# Where to buy newts



## LovinLizardsx (Nov 7, 2009)

Hiya 
Could any1 be able to help me in finding a place to buy newts in kent. I can't find a shop anywhere that sells them I haven't got much experience with reptiles but do have alot of experience with fish (coldwater and tropical), I always wanted a small lizard and thought that maybe a newt would be a good choice as a start.
Thanx


----------



## Ron Magpie (Oct 11, 2009)

You could try Pets Paradise in Sheerness- they're in the phone book.

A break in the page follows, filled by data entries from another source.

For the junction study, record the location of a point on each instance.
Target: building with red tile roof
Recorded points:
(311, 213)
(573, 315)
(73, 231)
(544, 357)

Bear in mind that newts are VERY different from lizards though- they need cool and damp, a land and water area, and are much less active. They are great to keep in themselves, but I'm not sure how much preparation they are for lizards.


----------



## LovinLizardsx (Nov 7, 2009)

thanx for yur reply. I wanted to buy 1 but alot of internet sites r saying catch them from yur garden !!! Which I wouldn't have thought would be a good idea! Thanx


----------



## Ron Magpie (Oct 11, 2009)

Not only a bad idea- an illegal idea! They are protected. Having just said that, I'm not sure if that now applies to all species or just crested- but anyway, get some from a petshop instead. They really are quite interesting.


----------



## hedgehog738 (Oct 6, 2009)

i got mine from my local aquatics centre but they also had 1 at a near by pet shop. what sort are you after?


----------



## serpentsupplies (Sep 4, 2009)

you could order them at pollwog? also it is only crested newts that you need permits for. smooth and palmates are fine to keep. just don't kill them. thats illegal


----------



## rob-stl-07 (Jun 3, 2007)

yeah but taking them from the environment is wrong really as almost all our native wildlife is failing  :lol2:


----------